Notice: The reproducibility variables underlying each score are classified using an automated LLM-based pipeline, validated against a manually labeled dataset. LLM-based classification introduces uncertainty and potential bias; scores should be interpreted as estimates. Full accuracy metrics and methodology are described in [1].

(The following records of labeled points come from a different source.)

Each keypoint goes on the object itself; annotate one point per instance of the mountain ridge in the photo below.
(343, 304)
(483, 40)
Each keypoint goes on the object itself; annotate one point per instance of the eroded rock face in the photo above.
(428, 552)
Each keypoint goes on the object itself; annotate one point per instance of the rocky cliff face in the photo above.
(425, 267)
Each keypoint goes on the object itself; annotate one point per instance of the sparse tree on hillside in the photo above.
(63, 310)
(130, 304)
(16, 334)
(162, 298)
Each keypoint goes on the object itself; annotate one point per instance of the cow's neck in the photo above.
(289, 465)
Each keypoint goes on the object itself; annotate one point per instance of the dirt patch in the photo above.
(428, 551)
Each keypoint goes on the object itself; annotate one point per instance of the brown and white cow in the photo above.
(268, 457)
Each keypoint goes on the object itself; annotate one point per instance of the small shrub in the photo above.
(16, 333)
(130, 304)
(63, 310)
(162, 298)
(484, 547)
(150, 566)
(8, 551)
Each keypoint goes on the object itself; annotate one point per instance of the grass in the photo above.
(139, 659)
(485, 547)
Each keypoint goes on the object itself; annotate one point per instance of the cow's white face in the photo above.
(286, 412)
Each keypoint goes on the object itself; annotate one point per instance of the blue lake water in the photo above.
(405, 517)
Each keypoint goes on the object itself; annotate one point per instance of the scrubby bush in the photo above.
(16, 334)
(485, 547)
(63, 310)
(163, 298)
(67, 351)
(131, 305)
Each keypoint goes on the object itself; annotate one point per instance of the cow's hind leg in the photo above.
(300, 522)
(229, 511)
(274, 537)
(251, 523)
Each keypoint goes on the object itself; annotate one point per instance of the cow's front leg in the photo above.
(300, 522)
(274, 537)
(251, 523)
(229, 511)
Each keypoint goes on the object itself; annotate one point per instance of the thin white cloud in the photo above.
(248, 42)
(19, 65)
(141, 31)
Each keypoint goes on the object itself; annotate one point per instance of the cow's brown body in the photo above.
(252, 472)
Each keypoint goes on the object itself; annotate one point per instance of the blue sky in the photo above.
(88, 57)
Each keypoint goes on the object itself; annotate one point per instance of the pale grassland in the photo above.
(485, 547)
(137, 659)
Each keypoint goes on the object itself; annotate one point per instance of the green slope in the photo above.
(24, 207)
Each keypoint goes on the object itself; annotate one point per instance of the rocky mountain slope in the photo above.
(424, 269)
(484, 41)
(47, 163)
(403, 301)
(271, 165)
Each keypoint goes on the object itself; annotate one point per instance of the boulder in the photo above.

Tailoring Mixup to Data for Calibration

Authors: Quentin Bouniot, Pavlo Mozharovskyi, Florence d'Alché-Buc

ICLR 2025 | Venue PDF | LLM Run Details

Reproducibility Variable Result LLM Response
Research Type Experimental We provide extensive experiments for classification and regression tasks, showing that our proposed method improves predictive performance and calibration of models, while being much more efficient. We quantitatively ascertain the effectiveness of our Similarity Kernel Mixup with extensive experiments on multiple datasets, from image classification to regression tasks, and multiple deep neural network architectures.
Researcher Affiliation Academia 1LTCI, Télécom Paris, Institut Polytechnique de Paris, France, 2Technical University of Munich, 3Helmholtz Munich, 4Munich Center for Machine Learning (MCML)
Pseudocode Yes We present a pseudocode of our Similarity Kernel Mixup procedure for a single training iteration in Algorithm 1. The generation of new data is explained in the pseudocode as a sequential process for simplicity and ease of understanding, but the actual implementation is optimized to work in parallel on GPU through vectorized operations.
Open Source Code Yes Code is available at https://github.com/qbouniot/sim_kernel_mixup
Open Datasets Yes Image Classification We follow experimental settings from previous works (Liu et al., 2022a; Pinto et al., 2022; Wang et al., 2023; Noh et al., 2023) and evaluate our approach on CIFAR-10, CIFAR-100 (Krizhevsky et al., 2009), Tiny-Imagenet (Deng et al., 2009) and Imagenet (Russakovsky et al., 2015) datasets for In-Distribution (ID) performance and calibration.
Dataset Splits Yes We selected the values giving the best trade-off between accuracy and calibration using cross-validation, with a stratified sampling on a 90/10 split of the training set, similarly to Pinto et al. (2022), and average the results across 4 different splits.
Hardware Specification Yes We present a comparison in Table 8, in terms of performance (accuracy and calibration) and computation time, of the three different variants of implementation discussed when training a Res Net34 on CIFAR10 on a single A100 GPU (τmax = 1, τstd = 0.4).
Software Dependencies No The paper mentions software like SGD, Adam, Dropout, and PyTorch (implicitly via torch.distributions.Beta), but does not provide specific version numbers for any of these.
Experiment Setup Yes On CIFAR10 and CIFAR100, we use SGD as the optimizer with a momentum of 0.9 and weight decay of 10-4, a batch size of 128, and the standard augmentations random crop, horizontal flip and normalization. Models are trained for 200 epochs, with an initial learning rate of 0.1 divided by a factor 10 after 80 and 120 epochs.